Um levantamento da plataforma Marias do Bairro, da organização Girl Up Brasil, mostra que candidatas a deputada federal só tiveram mais votos nominais que os homens em 4 dos 2.048 locais de votação da cidade de São Paulo no primeiro turno de 2022.
Os dados, extraídos de microdados do TSE, expõem uma desigualdade que se repete em 2026: das 513 cadeiras da Câmara dos Deputados, apenas 18% são ocupadas por mulheres, embora elas sejam maioria da população brasileira.
Colégio de bairro nobre lidera, presídio e periferia ficam no fim da lista
O Colégio Vera Cruz, na Vila Ida, teve a maior proporção de votos femininos entre os locais de votação da capital: 54,03% dos votos nominais para deputada federal em 2022. Na sequência aparecem o Colégio Santa Cruz, no Alto de Pinheiros (49,19%), e o Colégio Horizontes, na Vila Madalena (49,14%).
No outro extremo, a E.E. Prof. Jesus José Attab, em Parelheiros, registrou apenas 8,35% de votos para candidatas, seguida pela E.E. Vicentina Aparecida Tamborino, no Jardim Varginha, com 8,90%. No Centro de Detenção Provisória de Pinheiros III, na Vila Leopoldina, os 20 votos nominais registrados foram todos para homens.
Segundo o Mapa da Desigualdade 2025, do Instituto Cidades Sustentáveis, os distritos no topo e na base do ranking têm perfis socioeconômicos distintos. A remuneração média do emprego formal chega a R$ 8.115,83 em Alto de Pinheiros e R$ 5.945,02 em Pinheiros, contra R$ 2.715,41 em Parelheiros e R$ 2.555,03 no Grajaú.
A composição racial e etária também difere: em Pinheiros, 11,1% da população é preta ou parda, ante 56,6% em Parelheiros e 56,8% no Grajaú. Jovens de até 29 anos somam 24% em Pinheiros e mais de 45% nos dois distritos da Zona Sul. Os dados não permitem, porém, concluir que esse perfil explica o comportamento eleitoral, já que o levantamento não considera o perfil das candidatas nem onde concentraram suas campanhas.
Desigualdade nos partidos ecoa nas eleições de 2026
Para Daniela Costa, gerente de Redes e Advocacy da Girl Up Brasil, a sub-representação feminina na Câmara é resultado de barreiras históricas e estruturais, que passam pela forma como os partidos distribuem recursos do fundo eleitoral e treinam suas candidatas. “Os partidos e a forma como dividem os recursos do fundo eleitoral ainda é muito desigual”, afirma.

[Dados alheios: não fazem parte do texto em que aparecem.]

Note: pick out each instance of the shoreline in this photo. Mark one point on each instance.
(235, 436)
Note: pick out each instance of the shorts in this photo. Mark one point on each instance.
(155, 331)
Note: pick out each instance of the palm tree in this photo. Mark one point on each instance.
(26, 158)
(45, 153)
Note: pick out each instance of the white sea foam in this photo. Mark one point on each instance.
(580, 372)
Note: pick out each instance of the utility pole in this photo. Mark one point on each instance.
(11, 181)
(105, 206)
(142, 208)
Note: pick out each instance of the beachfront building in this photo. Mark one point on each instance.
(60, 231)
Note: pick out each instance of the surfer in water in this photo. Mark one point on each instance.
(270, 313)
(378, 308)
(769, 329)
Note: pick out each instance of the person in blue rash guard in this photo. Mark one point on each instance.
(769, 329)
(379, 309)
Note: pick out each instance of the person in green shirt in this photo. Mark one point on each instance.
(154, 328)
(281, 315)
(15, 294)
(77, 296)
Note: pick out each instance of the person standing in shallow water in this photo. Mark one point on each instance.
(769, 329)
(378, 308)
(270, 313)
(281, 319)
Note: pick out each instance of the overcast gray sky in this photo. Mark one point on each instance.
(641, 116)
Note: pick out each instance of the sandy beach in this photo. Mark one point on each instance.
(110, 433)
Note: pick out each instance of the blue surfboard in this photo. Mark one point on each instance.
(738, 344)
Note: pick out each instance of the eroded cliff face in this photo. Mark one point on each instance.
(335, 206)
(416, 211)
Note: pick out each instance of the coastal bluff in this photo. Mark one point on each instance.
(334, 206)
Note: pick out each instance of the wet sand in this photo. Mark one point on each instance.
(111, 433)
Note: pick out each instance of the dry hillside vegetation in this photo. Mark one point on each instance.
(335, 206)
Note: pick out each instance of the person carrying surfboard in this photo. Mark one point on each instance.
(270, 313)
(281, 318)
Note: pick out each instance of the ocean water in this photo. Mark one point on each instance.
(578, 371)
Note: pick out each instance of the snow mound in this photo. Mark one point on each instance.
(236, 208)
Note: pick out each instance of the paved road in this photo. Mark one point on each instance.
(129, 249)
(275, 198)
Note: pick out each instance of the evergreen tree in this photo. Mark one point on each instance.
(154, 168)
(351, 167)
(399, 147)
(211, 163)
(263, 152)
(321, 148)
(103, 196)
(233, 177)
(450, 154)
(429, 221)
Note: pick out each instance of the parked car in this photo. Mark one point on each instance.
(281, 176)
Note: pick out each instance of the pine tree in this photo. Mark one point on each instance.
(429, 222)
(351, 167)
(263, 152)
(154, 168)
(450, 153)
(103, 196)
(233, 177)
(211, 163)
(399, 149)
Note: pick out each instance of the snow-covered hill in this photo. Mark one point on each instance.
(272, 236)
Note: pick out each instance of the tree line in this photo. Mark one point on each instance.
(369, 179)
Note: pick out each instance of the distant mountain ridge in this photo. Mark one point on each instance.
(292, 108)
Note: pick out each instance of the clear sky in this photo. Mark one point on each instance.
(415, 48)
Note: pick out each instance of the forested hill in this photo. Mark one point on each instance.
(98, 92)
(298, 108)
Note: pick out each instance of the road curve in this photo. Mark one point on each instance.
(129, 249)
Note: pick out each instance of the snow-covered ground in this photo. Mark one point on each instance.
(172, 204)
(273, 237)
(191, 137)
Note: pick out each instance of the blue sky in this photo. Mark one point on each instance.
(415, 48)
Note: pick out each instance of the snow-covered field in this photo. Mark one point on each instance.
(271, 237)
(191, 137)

O padrão identificado em 2022 tende a se repetir neste ano: como mostrou o Tropiquim, as candidaturas a deputado federal caíram 28% nas eleições de 2026, e a proporção de mulheres na disputa segue distante da paridade. O desequilíbrio também aparece longe das urnas: levantamento recente mostrou que mulheres ocupam poucos cargos de comando nas campanhas presidenciais de 2026.

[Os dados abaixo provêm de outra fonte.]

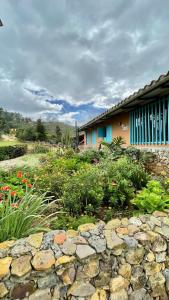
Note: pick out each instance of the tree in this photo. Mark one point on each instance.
(58, 134)
(41, 131)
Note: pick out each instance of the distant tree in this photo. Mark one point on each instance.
(58, 134)
(41, 131)
(27, 134)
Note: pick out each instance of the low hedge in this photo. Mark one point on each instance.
(9, 152)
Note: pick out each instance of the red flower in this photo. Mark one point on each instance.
(14, 205)
(29, 185)
(19, 174)
(24, 180)
(13, 193)
(5, 188)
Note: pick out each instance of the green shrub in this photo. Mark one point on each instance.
(40, 148)
(67, 222)
(55, 173)
(24, 217)
(152, 198)
(91, 156)
(121, 180)
(9, 152)
(84, 187)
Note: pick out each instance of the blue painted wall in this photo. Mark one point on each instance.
(87, 138)
(94, 137)
(108, 137)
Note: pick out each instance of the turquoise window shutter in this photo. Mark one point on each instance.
(108, 137)
(100, 132)
(87, 138)
(94, 137)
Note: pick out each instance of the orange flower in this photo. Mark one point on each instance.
(19, 174)
(24, 180)
(14, 205)
(5, 188)
(13, 193)
(29, 185)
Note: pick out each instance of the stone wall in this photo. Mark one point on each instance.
(160, 160)
(123, 259)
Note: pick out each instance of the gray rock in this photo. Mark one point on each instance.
(81, 289)
(135, 221)
(41, 294)
(68, 248)
(48, 281)
(97, 243)
(83, 251)
(138, 294)
(48, 239)
(161, 257)
(130, 242)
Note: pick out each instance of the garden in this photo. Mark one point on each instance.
(69, 188)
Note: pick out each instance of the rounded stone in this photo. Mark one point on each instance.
(4, 266)
(21, 266)
(81, 289)
(43, 260)
(68, 248)
(118, 283)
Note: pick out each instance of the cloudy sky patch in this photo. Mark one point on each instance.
(71, 60)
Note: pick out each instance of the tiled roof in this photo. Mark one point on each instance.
(145, 90)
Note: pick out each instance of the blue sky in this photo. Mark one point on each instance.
(70, 60)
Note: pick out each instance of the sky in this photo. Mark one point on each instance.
(70, 60)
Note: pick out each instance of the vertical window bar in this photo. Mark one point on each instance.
(131, 129)
(152, 122)
(137, 125)
(140, 140)
(134, 116)
(168, 119)
(164, 123)
(146, 124)
(142, 118)
(160, 131)
(156, 137)
(148, 140)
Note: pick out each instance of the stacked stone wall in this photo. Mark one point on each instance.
(160, 160)
(123, 259)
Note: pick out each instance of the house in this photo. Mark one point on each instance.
(142, 119)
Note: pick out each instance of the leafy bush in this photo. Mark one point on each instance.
(91, 156)
(8, 152)
(121, 180)
(67, 222)
(152, 198)
(84, 187)
(17, 181)
(23, 217)
(40, 148)
(55, 173)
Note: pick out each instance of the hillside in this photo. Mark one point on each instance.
(13, 120)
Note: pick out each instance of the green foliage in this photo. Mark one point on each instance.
(68, 222)
(27, 134)
(91, 156)
(22, 218)
(58, 134)
(40, 148)
(116, 143)
(40, 131)
(121, 180)
(152, 198)
(84, 187)
(9, 152)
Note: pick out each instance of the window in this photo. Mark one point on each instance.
(150, 124)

Para Daniela, ampliar a presença de mulheres negras, indígenas, com deficiência, de periferia e jovens no Congresso é essencial para trazer ao debate problemas historicamente deixados de lado. A plataforma Marias do Bairro permite a qualquer eleitor consultar como sua seção votou e comparar o resultado com o de outras regiões — ainda que mulheres sejam 52,84% do eleitorado apto para 2026, maioria que raramente se traduz em votos para candidatas do mesmo gênero.